Your Money

How to save money (without feeling like a cheapskate)

- September 29, 2021 3 MIN READ
How to save money without being a cheapskate

As you know I’m all about being sensible with our money, and encourage others to do the same. Still, I reckon there’s a difference between being financially prudent and being a bit of a cheapskate.

It’s not a good look.

Shirking your round at the bar is one example of a savings strategy that wanders into cheapskate territory. Once you pull a few moves like that… well, you’ll quickly develop a reputation as a tight arse among your friends and family.

And if your friends are anything like mine, they’ll let you know about it! And you won’t ever live it down.

Still, with a bit of common sense, it’s possible to have it both ways. Here are five ways to save money and achieve your financial goals without everyone thinking you’re a cheapskate.

1. Always pay your debts

If you’re familiar with Game of Thrones you’ll know that the Lannister family are a pretty dodgy bunch, all things considered.

But while you can call them many things – incestuous, power hungry and violent spring to mind – one thing you can’t accuse them of is being cheap.

“A Lannister always pays his debts” goes the family motto, and if you want to keep your mates and avoid the dreaded cheapskate label, it’s best you do the same.
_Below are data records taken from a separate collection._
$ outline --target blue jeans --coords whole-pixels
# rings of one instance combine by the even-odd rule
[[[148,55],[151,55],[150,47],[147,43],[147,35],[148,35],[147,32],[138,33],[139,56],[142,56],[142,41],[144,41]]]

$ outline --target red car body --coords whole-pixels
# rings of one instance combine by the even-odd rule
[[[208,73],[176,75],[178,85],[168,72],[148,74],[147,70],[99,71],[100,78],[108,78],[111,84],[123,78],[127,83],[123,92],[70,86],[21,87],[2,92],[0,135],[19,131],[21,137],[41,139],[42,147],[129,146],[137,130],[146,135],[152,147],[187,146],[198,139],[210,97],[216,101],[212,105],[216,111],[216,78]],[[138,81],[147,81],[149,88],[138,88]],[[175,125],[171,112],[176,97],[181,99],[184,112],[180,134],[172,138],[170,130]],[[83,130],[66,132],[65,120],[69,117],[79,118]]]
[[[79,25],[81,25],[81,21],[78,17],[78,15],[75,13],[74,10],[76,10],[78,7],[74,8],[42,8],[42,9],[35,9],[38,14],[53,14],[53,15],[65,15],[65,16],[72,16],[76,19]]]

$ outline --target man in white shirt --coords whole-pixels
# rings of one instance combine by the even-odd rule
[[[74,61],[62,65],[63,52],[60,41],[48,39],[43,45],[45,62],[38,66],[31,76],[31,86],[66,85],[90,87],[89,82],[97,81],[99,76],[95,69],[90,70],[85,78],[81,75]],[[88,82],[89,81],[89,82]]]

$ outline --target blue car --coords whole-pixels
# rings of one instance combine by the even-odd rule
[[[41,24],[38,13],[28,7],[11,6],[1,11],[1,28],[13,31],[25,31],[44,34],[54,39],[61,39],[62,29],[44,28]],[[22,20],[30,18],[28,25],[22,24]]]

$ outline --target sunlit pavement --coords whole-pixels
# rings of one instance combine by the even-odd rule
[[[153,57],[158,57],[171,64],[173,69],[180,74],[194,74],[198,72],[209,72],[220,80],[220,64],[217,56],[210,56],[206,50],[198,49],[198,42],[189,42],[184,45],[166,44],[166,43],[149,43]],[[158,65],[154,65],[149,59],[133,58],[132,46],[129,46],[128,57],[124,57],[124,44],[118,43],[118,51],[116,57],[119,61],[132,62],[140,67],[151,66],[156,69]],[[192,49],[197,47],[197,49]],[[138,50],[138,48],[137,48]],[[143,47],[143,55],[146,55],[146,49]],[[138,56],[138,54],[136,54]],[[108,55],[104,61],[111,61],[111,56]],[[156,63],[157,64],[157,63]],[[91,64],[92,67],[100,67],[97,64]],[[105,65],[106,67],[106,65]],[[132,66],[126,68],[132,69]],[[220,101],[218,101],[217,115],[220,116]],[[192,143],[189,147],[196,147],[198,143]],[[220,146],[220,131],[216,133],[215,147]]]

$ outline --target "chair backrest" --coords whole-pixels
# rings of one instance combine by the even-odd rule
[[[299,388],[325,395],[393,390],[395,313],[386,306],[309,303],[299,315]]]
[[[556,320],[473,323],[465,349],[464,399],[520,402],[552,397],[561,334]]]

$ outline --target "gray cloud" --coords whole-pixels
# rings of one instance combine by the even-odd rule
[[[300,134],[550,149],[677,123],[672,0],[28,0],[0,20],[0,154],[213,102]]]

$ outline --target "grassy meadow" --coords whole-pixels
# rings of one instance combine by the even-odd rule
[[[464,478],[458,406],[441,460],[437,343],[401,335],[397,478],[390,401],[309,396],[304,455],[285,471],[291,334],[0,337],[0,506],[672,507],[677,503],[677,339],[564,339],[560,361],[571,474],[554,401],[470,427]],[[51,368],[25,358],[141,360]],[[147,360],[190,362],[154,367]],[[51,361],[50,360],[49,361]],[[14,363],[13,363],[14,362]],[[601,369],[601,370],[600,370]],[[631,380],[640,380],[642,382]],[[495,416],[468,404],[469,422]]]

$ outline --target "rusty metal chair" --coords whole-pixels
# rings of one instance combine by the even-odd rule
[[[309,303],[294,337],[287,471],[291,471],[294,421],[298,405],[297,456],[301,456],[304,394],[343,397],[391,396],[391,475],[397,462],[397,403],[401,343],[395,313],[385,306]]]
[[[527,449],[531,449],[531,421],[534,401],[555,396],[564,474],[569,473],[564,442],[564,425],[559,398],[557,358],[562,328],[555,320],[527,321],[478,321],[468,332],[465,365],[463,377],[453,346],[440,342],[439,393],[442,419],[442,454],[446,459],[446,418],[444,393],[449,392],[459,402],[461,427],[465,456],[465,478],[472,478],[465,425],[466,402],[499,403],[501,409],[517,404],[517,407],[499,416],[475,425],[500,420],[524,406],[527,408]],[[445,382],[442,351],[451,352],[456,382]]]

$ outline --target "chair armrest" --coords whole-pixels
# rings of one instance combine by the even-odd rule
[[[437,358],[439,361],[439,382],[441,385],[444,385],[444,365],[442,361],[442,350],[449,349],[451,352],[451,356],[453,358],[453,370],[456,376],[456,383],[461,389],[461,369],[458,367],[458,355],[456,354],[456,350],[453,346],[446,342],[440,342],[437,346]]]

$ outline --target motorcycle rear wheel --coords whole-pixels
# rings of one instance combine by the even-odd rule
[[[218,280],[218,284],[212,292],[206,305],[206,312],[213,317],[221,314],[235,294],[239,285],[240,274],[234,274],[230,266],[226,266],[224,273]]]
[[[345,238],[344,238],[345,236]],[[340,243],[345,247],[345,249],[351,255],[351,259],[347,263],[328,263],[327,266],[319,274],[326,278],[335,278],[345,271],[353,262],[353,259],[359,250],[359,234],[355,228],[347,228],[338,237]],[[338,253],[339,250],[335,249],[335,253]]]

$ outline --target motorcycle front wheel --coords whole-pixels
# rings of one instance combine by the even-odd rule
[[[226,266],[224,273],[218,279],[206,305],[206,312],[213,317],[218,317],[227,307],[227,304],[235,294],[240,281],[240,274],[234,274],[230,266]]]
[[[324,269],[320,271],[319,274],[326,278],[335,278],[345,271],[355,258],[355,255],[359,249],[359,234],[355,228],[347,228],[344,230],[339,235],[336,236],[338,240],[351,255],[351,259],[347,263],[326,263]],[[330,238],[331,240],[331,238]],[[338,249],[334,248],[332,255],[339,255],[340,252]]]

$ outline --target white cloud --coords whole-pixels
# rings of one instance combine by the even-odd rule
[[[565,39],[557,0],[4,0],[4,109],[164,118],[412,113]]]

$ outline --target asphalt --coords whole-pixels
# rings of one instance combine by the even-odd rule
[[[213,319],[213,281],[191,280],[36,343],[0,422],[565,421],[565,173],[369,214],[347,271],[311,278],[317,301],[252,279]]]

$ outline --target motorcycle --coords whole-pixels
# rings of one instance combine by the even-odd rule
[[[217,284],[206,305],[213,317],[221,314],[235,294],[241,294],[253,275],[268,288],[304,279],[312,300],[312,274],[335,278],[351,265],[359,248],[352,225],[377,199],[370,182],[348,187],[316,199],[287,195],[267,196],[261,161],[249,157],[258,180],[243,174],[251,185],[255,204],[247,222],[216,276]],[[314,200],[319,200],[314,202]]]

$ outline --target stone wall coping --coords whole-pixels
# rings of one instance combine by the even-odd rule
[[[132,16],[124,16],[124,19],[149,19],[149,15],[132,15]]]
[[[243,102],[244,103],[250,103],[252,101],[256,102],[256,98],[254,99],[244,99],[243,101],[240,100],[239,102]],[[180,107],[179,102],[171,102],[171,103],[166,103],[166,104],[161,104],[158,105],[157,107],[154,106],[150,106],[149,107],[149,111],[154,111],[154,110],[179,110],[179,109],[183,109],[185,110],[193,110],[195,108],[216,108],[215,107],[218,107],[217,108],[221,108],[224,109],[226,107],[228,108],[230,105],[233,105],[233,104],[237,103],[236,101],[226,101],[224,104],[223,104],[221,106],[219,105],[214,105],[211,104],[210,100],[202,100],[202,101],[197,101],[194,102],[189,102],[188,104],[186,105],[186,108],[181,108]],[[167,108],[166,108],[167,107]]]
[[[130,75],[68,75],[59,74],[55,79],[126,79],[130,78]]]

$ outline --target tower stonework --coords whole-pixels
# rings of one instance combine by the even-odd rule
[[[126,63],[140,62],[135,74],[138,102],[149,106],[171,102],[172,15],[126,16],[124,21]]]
How does this help you save money? Well, I’d argue that if you’re trying to save, racking up debts with your friends or family isn’t a great way to go about it! And if you do owe them, it’s best to pay up first, and save later.

2. Speak up, don’t hide

Can’t afford to do something? Speak up, and don’t hide.

A simple, “Sorry guys, I’m saving for a house deposit and can’t afford to come on holiday with you this year”, is much better than succumbing to peer pressure, suffering in silence or dropping out with some vague excuse.

As adults, we need to be comfortable making our own decisions about what we can and can’t afford, rather than letting other people do it for us.

Australians are famous for not being classist or judging these kinds of things. So I’m confident that your friends will understand.

But if someone still gives you a hard time even though you’ve been open and honest with them, they’re probably not worth your time, let alone your money, anyway.

Get your mates on board: 101 frugal tips to help you live a richer life

3. Don’t judge other people

If you’re expecting people to be understanding of your financial decisions, then you also need to be accepting of theirs.

While you may be counting your pennies and going without in order to achieve financial goals faster, it doesn’t mean everyone else has to as well.

So don’t judge your friend who splashes cash around like it grows on trees. Or your parents when they book a lavish holiday overseas. It’s their money after all (and in your parents’ case you know they’ve earned it!).

Changing your mindset will help you focus on your own financial goals and stop judging the money attitude of others.

4. Do the right thing

What is the ‘right thing’, you ask? It’s simple… just apply some common sense.

The right thing is to buy a round of drinks when it’s your round at the bar. Or bring a gift to a friend’s birthday or wedding (it doesn’t have to be something expensive or flash).

Remember, no one expects you to shower gifts or money on them, it’s the thought that counts. Don’t forget to be a thoughtful person, just because you’re trying to save money.

5. Don’t whinge

Finally, if you’ve agreed to do something, live with it.

No one appreciates someone who comes along to an event and spends the entire time whinging about how much it’s costing. Or who brings up money at every available opportunity.

And besides, it’s important to let your hair down once in a while and have a little fun, don’t you think?